Heute ist der 27.05.2026. Die Straßen in und um Rüdersdorf bei Berlin sind wieder ein heißes Pflaster – und das nicht nur wegen des Wetters! Aktuell stehen hier gleich zwei mobile Radarkontrollen bereit, um die Geschwindigkeit der vorbeifahrenden Autos im Blick zu behalten. Die erste Kontrolle meldete sich am 26. Mai um 16:24 Uhr auf der Chausseestraße in Lichtenow, wo das Tempolimit auf 50 km/h begrenzt ist. Die zweite Radarkontrolle auf der B1, direkt auf Höhe des Gasthofs Goldenes Lamm, wurde bereits um 14:51 Uhr registriert. Es ist also höchste Zeit, ein Auge auf die Geschwindigkeit zu haben!
Die Gefahrenlage im Straßenverkehr kann sich ständig ändern, und die Anpassungen der Radarkontrollen sind da keine Seltenheit. Wer zu schnell unterwegs ist, sollte sich bewusst sein, dass die Bußgeldstelle ab einer Überschreitung von 21 km/h Punkte in Flensburg verhängt. Das sollte einem schon zu denken geben! Besonders, wenn man bedenkt, dass laut Studie 56% der Bußgeldbescheide fehlerhaft sind. Ein Grund mehr, genau hinzuschauen – und nicht nur auf die Geschwindigkeit.
Die Blitzer in Rüdersdorf
Die mobile Kontrolle in Rüdersdorf ist Teil einer breiteren Strategie, um die Sicherheit auf den Straßen zu erhöhen. Hier kommen nicht nur die klassischen Blitzer zum Einsatz, sondern auch semi-stationäre Blitzeranhänger. Diese sind oft bis zu 10 Tage am Standort und können auf unregelmäßige oder dauerhafte Geschwindigkeitskontrollen hinweisen. Wusstet ihr, dass die Messstellen auch Fehlerquellen haben? Neigungswinkelfehler oder Bedienfehler des Personals können dazu führen, dass Bußgeldbescheide unwirksam sind. Das macht die ganze Sache recht interessant – oder kompliziert, je nachdem, wie man es sieht.
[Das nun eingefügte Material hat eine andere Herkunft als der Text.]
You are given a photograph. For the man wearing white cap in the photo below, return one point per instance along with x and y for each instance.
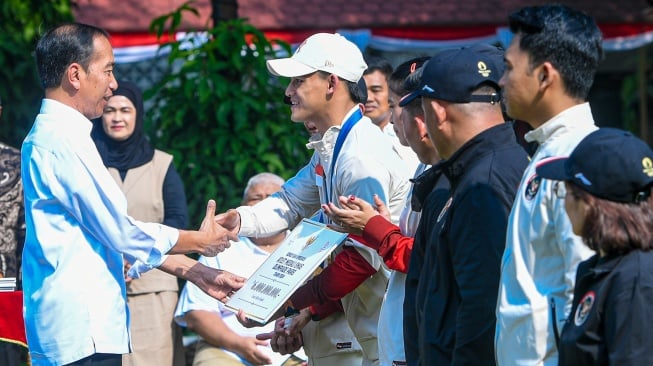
(352, 157)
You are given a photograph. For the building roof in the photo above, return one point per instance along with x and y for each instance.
(276, 15)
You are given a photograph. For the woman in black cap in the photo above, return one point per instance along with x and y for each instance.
(607, 194)
(155, 193)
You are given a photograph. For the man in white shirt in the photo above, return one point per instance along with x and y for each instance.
(224, 341)
(352, 157)
(77, 227)
(550, 66)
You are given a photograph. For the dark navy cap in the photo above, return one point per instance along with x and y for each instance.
(453, 74)
(609, 163)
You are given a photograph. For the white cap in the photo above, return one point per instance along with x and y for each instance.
(327, 52)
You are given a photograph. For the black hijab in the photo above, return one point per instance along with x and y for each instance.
(133, 151)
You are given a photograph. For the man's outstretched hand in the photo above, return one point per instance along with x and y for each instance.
(210, 240)
(217, 283)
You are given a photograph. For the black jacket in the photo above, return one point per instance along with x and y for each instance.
(449, 311)
(612, 312)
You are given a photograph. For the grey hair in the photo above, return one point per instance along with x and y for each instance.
(262, 178)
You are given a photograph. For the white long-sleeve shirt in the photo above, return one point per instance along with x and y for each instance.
(539, 263)
(367, 165)
(77, 228)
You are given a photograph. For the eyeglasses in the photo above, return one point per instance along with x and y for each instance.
(560, 190)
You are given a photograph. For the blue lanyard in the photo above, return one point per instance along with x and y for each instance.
(344, 131)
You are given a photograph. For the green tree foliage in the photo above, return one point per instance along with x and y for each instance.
(222, 114)
(21, 23)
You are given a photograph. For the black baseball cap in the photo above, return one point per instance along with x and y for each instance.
(453, 74)
(609, 163)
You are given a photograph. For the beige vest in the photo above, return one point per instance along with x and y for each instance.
(143, 187)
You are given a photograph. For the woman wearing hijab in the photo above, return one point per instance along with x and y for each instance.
(607, 187)
(155, 193)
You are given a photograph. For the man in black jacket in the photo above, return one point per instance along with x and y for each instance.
(451, 318)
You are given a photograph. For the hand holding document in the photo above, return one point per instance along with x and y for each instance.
(285, 270)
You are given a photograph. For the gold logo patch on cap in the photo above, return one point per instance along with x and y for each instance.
(647, 164)
(483, 70)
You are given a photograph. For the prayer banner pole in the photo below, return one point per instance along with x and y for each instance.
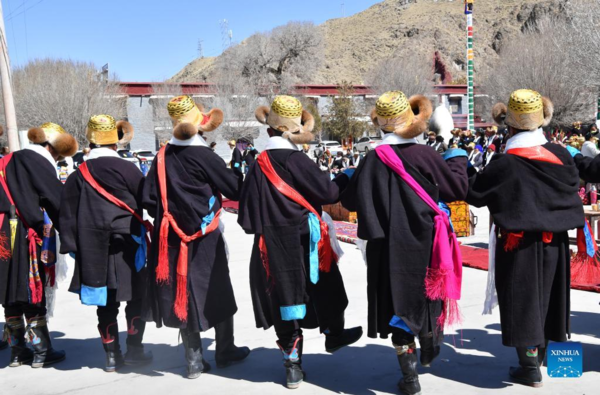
(470, 95)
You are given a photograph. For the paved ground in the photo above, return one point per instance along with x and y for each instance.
(473, 360)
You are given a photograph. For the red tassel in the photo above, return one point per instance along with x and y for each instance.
(162, 269)
(512, 241)
(181, 300)
(326, 254)
(5, 253)
(584, 269)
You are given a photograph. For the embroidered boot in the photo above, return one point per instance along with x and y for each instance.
(337, 337)
(14, 333)
(407, 357)
(292, 360)
(542, 353)
(429, 351)
(110, 341)
(39, 337)
(227, 352)
(196, 365)
(528, 373)
(135, 355)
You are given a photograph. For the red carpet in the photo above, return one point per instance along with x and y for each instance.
(476, 258)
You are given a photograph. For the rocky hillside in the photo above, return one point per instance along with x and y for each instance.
(353, 45)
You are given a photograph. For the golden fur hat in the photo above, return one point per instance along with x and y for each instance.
(408, 118)
(104, 130)
(188, 117)
(526, 110)
(63, 143)
(287, 116)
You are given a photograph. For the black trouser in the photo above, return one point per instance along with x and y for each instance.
(107, 318)
(288, 331)
(400, 337)
(26, 309)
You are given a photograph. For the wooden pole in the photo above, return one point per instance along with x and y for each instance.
(9, 104)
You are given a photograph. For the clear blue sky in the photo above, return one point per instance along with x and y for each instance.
(148, 40)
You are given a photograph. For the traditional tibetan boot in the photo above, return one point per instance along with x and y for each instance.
(292, 360)
(542, 353)
(227, 352)
(337, 337)
(407, 357)
(528, 373)
(429, 351)
(14, 333)
(196, 365)
(39, 337)
(135, 355)
(110, 341)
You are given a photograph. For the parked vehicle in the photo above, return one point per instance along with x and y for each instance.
(366, 144)
(333, 146)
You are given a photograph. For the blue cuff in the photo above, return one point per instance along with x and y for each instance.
(573, 151)
(398, 322)
(291, 313)
(455, 153)
(91, 296)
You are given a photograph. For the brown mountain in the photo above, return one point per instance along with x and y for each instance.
(355, 44)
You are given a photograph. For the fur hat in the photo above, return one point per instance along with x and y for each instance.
(287, 116)
(408, 118)
(104, 130)
(527, 110)
(63, 143)
(188, 117)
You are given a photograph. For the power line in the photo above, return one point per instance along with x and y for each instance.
(25, 10)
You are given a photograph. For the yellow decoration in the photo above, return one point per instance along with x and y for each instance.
(50, 128)
(102, 130)
(287, 107)
(184, 109)
(525, 101)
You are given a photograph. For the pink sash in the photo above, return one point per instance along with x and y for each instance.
(444, 275)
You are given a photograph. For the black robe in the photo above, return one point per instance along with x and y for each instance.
(532, 281)
(589, 168)
(99, 233)
(33, 183)
(284, 224)
(194, 176)
(398, 226)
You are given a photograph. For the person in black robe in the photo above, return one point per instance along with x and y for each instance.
(531, 192)
(106, 238)
(284, 295)
(31, 179)
(398, 227)
(195, 179)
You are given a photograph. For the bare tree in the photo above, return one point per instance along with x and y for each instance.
(64, 92)
(163, 92)
(412, 75)
(277, 59)
(542, 58)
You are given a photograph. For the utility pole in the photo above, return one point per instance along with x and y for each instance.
(9, 104)
(470, 64)
(200, 49)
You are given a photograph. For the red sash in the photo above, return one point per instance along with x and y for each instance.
(162, 269)
(326, 253)
(540, 154)
(87, 176)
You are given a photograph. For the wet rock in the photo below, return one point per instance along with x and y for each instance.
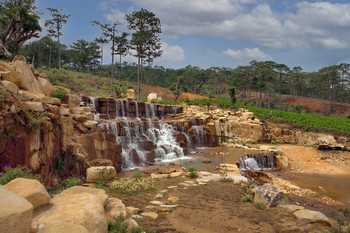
(268, 195)
(150, 215)
(115, 208)
(311, 216)
(94, 174)
(62, 227)
(32, 190)
(16, 212)
(174, 199)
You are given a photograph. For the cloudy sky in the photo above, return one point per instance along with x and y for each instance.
(226, 33)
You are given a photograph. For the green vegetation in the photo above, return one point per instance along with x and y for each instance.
(9, 173)
(120, 226)
(340, 126)
(130, 186)
(60, 94)
(193, 172)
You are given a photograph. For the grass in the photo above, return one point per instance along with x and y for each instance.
(305, 121)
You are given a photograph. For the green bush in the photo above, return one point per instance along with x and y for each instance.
(9, 173)
(137, 174)
(193, 172)
(60, 94)
(130, 186)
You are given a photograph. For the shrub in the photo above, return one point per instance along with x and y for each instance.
(193, 172)
(130, 186)
(60, 94)
(137, 174)
(9, 173)
(70, 182)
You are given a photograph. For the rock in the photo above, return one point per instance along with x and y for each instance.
(175, 174)
(85, 209)
(291, 208)
(311, 216)
(46, 86)
(100, 193)
(94, 174)
(115, 208)
(131, 223)
(62, 89)
(15, 214)
(73, 100)
(32, 190)
(159, 196)
(164, 210)
(130, 94)
(205, 160)
(132, 210)
(152, 96)
(282, 162)
(156, 202)
(80, 118)
(174, 199)
(90, 124)
(63, 227)
(51, 100)
(35, 106)
(268, 195)
(11, 87)
(150, 215)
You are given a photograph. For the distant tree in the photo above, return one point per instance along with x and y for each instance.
(18, 23)
(122, 48)
(232, 93)
(108, 35)
(146, 27)
(55, 27)
(85, 55)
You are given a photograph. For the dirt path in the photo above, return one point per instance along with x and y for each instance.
(304, 159)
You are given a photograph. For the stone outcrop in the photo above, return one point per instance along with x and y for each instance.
(16, 212)
(268, 195)
(32, 190)
(78, 205)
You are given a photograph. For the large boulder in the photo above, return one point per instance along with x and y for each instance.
(94, 174)
(268, 195)
(15, 213)
(47, 87)
(85, 209)
(311, 216)
(63, 227)
(32, 190)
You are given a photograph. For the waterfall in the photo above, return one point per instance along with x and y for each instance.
(257, 162)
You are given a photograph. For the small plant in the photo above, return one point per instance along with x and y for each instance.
(130, 186)
(60, 164)
(70, 182)
(60, 94)
(120, 226)
(9, 173)
(247, 198)
(193, 172)
(137, 174)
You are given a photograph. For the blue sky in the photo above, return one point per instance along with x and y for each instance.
(226, 33)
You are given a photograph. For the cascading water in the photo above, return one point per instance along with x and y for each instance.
(143, 140)
(261, 162)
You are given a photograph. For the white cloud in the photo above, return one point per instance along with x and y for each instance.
(246, 54)
(171, 54)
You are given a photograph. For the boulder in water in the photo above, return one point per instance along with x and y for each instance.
(268, 195)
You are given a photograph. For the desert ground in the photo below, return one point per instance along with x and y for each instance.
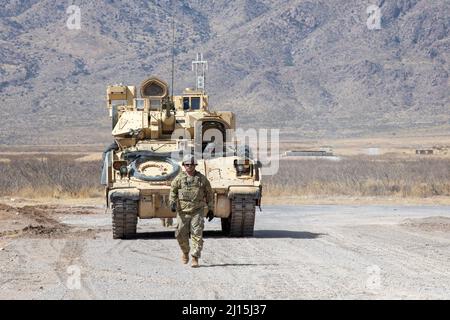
(369, 226)
(66, 251)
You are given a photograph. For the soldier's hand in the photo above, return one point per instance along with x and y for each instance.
(210, 215)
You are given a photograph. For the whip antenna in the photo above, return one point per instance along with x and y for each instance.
(173, 47)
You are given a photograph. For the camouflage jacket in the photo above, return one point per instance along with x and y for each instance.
(191, 193)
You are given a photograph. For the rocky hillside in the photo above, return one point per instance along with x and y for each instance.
(312, 68)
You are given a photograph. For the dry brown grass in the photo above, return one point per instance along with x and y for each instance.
(361, 176)
(59, 176)
(49, 176)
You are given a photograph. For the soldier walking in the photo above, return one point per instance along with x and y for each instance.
(190, 192)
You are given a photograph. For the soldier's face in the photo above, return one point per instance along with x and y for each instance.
(190, 167)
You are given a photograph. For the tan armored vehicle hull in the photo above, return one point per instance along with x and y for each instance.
(151, 134)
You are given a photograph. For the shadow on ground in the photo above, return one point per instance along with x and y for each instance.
(286, 234)
(260, 234)
(236, 265)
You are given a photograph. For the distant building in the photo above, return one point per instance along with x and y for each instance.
(308, 153)
(424, 151)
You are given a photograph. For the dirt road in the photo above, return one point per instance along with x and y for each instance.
(298, 252)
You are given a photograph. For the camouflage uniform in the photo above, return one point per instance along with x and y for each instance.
(190, 193)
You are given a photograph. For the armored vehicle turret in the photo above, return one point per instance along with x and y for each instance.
(152, 131)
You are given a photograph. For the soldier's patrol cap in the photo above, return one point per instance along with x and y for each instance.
(189, 158)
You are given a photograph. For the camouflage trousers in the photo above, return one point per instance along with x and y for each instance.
(193, 224)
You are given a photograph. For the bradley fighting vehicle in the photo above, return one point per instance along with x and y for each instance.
(152, 130)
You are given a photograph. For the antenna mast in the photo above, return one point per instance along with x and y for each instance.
(200, 67)
(173, 47)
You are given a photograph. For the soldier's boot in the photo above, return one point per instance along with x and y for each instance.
(185, 258)
(194, 262)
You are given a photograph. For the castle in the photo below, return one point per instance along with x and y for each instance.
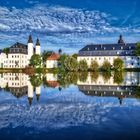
(19, 54)
(109, 52)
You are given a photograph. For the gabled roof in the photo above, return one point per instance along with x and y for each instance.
(101, 47)
(18, 48)
(19, 45)
(53, 56)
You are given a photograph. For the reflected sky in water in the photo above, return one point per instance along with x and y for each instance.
(78, 106)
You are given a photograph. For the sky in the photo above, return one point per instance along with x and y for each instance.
(68, 24)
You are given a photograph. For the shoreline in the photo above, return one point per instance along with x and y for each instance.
(46, 70)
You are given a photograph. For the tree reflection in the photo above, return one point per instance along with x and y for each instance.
(82, 76)
(118, 77)
(36, 80)
(68, 78)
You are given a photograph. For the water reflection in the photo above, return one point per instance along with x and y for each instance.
(120, 85)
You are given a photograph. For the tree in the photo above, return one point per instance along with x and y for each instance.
(118, 77)
(118, 64)
(60, 51)
(36, 60)
(36, 80)
(137, 50)
(106, 76)
(94, 65)
(62, 61)
(71, 64)
(75, 55)
(45, 55)
(94, 76)
(106, 66)
(83, 66)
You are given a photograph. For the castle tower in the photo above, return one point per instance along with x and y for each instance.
(37, 48)
(30, 47)
(121, 41)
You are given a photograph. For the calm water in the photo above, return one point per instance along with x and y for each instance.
(70, 106)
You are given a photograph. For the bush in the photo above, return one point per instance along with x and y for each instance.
(118, 64)
(106, 66)
(83, 66)
(94, 65)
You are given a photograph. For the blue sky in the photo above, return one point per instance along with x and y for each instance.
(69, 24)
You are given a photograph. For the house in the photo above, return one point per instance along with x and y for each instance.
(109, 52)
(52, 61)
(19, 54)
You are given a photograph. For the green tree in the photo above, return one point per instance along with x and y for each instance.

Die Dauer der mobilen Kontrollpunkte beträgt meist zwischen 3 und 6 Stunden. Das heißt, wenn ihr Glück habt, könntet ihr einen Blitzer verpassen. Aber ganz ehrlich, wer möchte schon auf die Gunst des Zufalls setzen? Es ist definitiv besser, sich an die Geschwindigkeitsbegrenzungen zu halten. Immerhin ist die Prüfung der Messstellen durch Experten wie Andreas Junge, einen Rechtsanwalt für Verkehrsrecht, ein weiterer Aspekt, der für mehr Transparenz sorgt.
Die aktuelle Situation in Märkisch-Oderland zeigt, dass die Behörden aktiv sind und die Sicherheit der Verkehrsteilnehmer ernst nehmen. Die Radarkontrollen sind also nicht nur eine lästige Pflicht, sondern ein wichtiger Schritt in Richtung mehr Verkehrssicherheit. Also, nochmal zur Erinnerung: Geschwindigkeit reduzieren und Augen auf die Straße – das gilt nicht nur für die Fahrer, sondern auch für die Fußgänger!